The FBI has several decades of data on missing persons now, and those numbers show that the number of missing person reports involving minors has been at record low levels in recent years. Overall, the number of these reports have fallen by 40 percent since 1997. This is more impressive when you consider that the overall U.S. population has risen by 30 percent over that same time period, meaning that the actual rate of missing person reports for children has fallen faster than 40 percent.
And of those "missing persons" (both adults and children) he adds, 96 percent were runaways. Just .1 percent were victims of kidnapping.
Of course, people who are determined to be afraid will still usually default to this: "Well, even if the chance is 1 in [insert absurdly huge number here], it doesn't matter if it's YOUR kid."

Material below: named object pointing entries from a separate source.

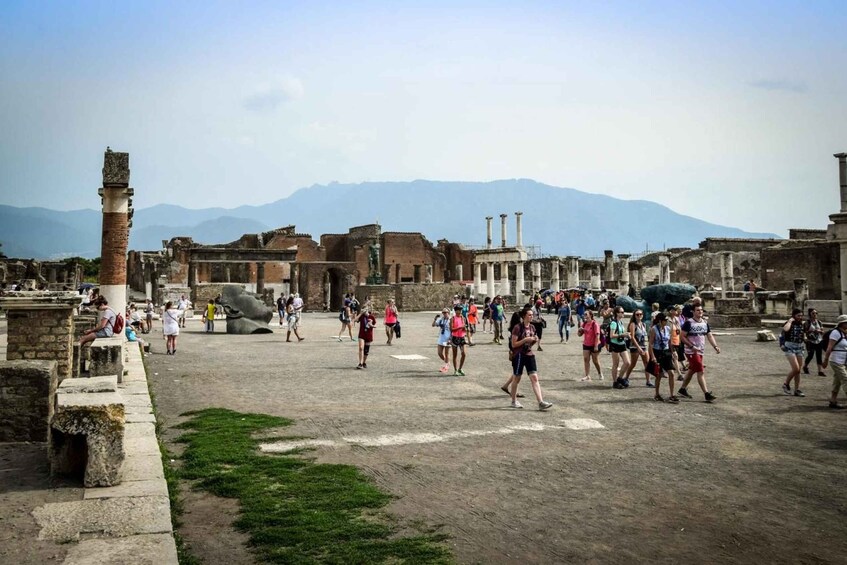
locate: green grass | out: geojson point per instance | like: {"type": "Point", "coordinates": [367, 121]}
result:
{"type": "Point", "coordinates": [295, 510]}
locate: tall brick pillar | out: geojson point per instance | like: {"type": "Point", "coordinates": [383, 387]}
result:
{"type": "Point", "coordinates": [40, 327]}
{"type": "Point", "coordinates": [115, 195]}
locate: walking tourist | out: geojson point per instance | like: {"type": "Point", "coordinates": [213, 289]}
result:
{"type": "Point", "coordinates": [523, 338]}
{"type": "Point", "coordinates": [836, 350]}
{"type": "Point", "coordinates": [695, 333]}
{"type": "Point", "coordinates": [662, 355]}
{"type": "Point", "coordinates": [367, 322]}
{"type": "Point", "coordinates": [814, 341]}
{"type": "Point", "coordinates": [795, 349]}
{"type": "Point", "coordinates": [590, 332]}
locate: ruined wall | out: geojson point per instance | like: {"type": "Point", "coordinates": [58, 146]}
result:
{"type": "Point", "coordinates": [817, 261]}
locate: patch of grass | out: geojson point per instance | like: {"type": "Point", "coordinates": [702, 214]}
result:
{"type": "Point", "coordinates": [293, 509]}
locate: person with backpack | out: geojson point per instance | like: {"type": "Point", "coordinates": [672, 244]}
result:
{"type": "Point", "coordinates": [795, 349]}
{"type": "Point", "coordinates": [109, 324]}
{"type": "Point", "coordinates": [814, 341]}
{"type": "Point", "coordinates": [836, 350]}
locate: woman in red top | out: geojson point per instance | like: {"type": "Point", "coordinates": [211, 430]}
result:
{"type": "Point", "coordinates": [590, 332]}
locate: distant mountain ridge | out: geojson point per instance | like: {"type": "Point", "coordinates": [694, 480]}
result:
{"type": "Point", "coordinates": [562, 221]}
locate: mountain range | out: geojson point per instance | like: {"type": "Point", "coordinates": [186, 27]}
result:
{"type": "Point", "coordinates": [561, 221]}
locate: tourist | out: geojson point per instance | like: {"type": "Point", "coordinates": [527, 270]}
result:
{"type": "Point", "coordinates": [390, 320]}
{"type": "Point", "coordinates": [522, 339]}
{"type": "Point", "coordinates": [695, 332]}
{"type": "Point", "coordinates": [498, 315]}
{"type": "Point", "coordinates": [638, 344]}
{"type": "Point", "coordinates": [814, 341]}
{"type": "Point", "coordinates": [618, 335]}
{"type": "Point", "coordinates": [105, 324]}
{"type": "Point", "coordinates": [148, 310]}
{"type": "Point", "coordinates": [170, 326]}
{"type": "Point", "coordinates": [661, 354]}
{"type": "Point", "coordinates": [210, 316]}
{"type": "Point", "coordinates": [538, 322]}
{"type": "Point", "coordinates": [367, 322]}
{"type": "Point", "coordinates": [590, 333]}
{"type": "Point", "coordinates": [346, 318]}
{"type": "Point", "coordinates": [473, 318]}
{"type": "Point", "coordinates": [564, 320]}
{"type": "Point", "coordinates": [795, 349]}
{"type": "Point", "coordinates": [458, 340]}
{"type": "Point", "coordinates": [486, 315]}
{"type": "Point", "coordinates": [442, 322]}
{"type": "Point", "coordinates": [292, 320]}
{"type": "Point", "coordinates": [836, 350]}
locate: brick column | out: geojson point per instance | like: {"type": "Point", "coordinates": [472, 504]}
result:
{"type": "Point", "coordinates": [40, 327]}
{"type": "Point", "coordinates": [115, 195]}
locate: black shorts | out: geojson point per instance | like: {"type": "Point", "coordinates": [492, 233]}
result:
{"type": "Point", "coordinates": [664, 357]}
{"type": "Point", "coordinates": [521, 362]}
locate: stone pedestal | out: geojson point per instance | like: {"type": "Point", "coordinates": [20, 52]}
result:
{"type": "Point", "coordinates": [40, 326]}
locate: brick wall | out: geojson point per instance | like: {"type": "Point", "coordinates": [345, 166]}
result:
{"type": "Point", "coordinates": [42, 335]}
{"type": "Point", "coordinates": [27, 389]}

This "worst-first thinking"—dreaming up the worst case scenario first and proceeding as if it's likely to happen—is not what my mom or yours was required to do before letting her kids go out to play. She didn't have to replay a list of terrible tragedies (the way Nancy Grace did before interviewing me), as a sort of concerned parent catechism. Worst-firsting has simply become a cultural default, brought on by maddening media and the idea that if anything bad happens to a child, it's because an adult just wasn't paying enough attention.
We must make ourselves aware of this pessimistic reflex so it stops taking over our lives—and laws.